Dass eine Stiftung das Opfer ein wenig mehr in den Vordergrund stellt, ist ein lobenswertes und lange überfälliges Vorhaben. Doch die Idee einer Opferschutz-Stiftung ist nicht neu. Bereits im Jahre 2002 hat der SSW den damaligen Antrag zur Einrichtung einer Opferschutz-Stiftung seitens der CDU grundsätzlich begrüßt. Wir haben aber bereits damals darauf hingewiesen, dass eine Stiftung niemals die Arbeit erledigen kann, die der Weiße Ring tagtäglich macht. Eine Opferschutz-Stiftung hat eine andere Ausrichtung, wie die Stiftung in Baden-Württemberg zeigt.

Dort ist ein rechtskräftiges Gerichtsurteil Voraussetzung der Zahlung durch die dortige Stiftung. Unmittelbar nach der Tat hilft die Stiftung also nicht. Wird jemand überfallen und kann danach beispielsweise die Heimfahrt nicht mehr antreten, wird ihm die Stiftung kein Geld vorstrecken. Die Stiftung gewährt auch kein Recht des Opfers auf Schmerzensgeld und Schadensersatz. Sie kann in besonderen Fällen helfen; ein Rechtsanspruch besteht nicht. Der Vorteil einer Stiftung besteht vor allem darin, dass in Notlagen geholfen werden kann. Wie das schnell und unbürokratisch möglich ist, müssen wir noch im Ausschuss diskutieren.

Mit dem Schutz der Opfer steht es in Schleswig-Holstein dank einer Reihe von Maßnahmen besser als noch vor wenigen Jahren. Ich möchte hier nur die Wegweisung gewalttätiger Männer aus den Wohnungen ihrer Familien anführen. Das ist praktizierter Opferschutz für die betroffenen Frauen und Kinder.

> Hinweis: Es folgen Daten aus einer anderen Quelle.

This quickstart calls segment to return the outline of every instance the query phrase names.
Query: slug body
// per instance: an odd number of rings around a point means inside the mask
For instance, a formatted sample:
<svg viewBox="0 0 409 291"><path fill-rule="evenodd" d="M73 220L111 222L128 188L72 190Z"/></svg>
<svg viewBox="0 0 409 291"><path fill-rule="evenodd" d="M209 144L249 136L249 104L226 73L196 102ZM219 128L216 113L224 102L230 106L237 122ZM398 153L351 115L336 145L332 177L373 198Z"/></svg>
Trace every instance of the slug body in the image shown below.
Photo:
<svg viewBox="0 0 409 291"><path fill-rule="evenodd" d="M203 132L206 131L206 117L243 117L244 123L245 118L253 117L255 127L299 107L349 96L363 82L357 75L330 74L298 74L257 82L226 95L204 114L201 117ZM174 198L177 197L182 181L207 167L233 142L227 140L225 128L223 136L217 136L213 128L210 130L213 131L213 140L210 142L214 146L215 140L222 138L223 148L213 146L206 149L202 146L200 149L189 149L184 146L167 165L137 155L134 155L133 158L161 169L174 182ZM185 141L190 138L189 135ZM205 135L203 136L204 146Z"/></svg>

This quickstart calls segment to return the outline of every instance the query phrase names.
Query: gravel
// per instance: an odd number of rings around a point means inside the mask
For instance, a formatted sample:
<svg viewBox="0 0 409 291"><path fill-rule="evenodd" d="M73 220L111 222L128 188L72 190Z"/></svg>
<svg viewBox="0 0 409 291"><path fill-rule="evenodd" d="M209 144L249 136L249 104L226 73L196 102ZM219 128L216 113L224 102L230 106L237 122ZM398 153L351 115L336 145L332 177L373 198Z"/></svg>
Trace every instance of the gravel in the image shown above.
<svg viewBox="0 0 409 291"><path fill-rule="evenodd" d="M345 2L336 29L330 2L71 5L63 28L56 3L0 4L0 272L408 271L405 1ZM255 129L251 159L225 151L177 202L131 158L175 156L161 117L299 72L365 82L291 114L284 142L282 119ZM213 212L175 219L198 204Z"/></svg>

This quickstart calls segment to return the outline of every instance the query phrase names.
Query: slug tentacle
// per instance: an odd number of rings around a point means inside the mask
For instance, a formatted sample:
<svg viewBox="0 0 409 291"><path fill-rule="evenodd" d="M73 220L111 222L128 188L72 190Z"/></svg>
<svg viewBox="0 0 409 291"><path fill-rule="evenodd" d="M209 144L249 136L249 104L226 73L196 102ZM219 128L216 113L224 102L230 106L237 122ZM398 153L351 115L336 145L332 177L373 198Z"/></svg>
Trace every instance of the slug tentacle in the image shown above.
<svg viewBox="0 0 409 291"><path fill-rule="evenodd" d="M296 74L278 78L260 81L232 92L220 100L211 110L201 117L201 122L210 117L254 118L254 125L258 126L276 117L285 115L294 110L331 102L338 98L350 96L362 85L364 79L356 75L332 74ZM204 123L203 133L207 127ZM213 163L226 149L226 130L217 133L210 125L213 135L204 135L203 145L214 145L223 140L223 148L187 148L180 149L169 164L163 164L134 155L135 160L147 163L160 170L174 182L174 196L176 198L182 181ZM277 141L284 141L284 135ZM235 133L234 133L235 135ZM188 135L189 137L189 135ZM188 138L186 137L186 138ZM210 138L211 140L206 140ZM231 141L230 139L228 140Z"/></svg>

Der Justizminister hat den Opferschutz also nicht neu erfunden; er ist schon heute Teil der täglichen Routine von Polizei und Justiz. Der Opferbericht im letzten Jahr hat gezeigt, dass viele Organisationen tatkräftig die Opfer von Straftaten unterstützen. Gerade darum möchte ich davor warnen, die Opferschutz-Stiftung gegen andere, bestehende Initiativen auszuspielen. Der SSW wird es nicht zu einer Konkurrenzsituation der Opferschutzverbände kommen lassen.
Es besteht die Gefahr, dass Strafgelder, Schenkungen oder Erbschafts-Legate nicht mehr wie jetzt möglich, Frauen-Initiativen oder dem Weißen Ring, sondern der neuen Stiftung zufließen. Damit stehen wir dann von einem Problem: schließlich kann man Geld nur einmal vererben. Darum müssen wir alle Vorkehrungen treffen, um eine Konkurrenz zu vermeiden. Wir werden die weitere Diskussion kritisch verfolgen.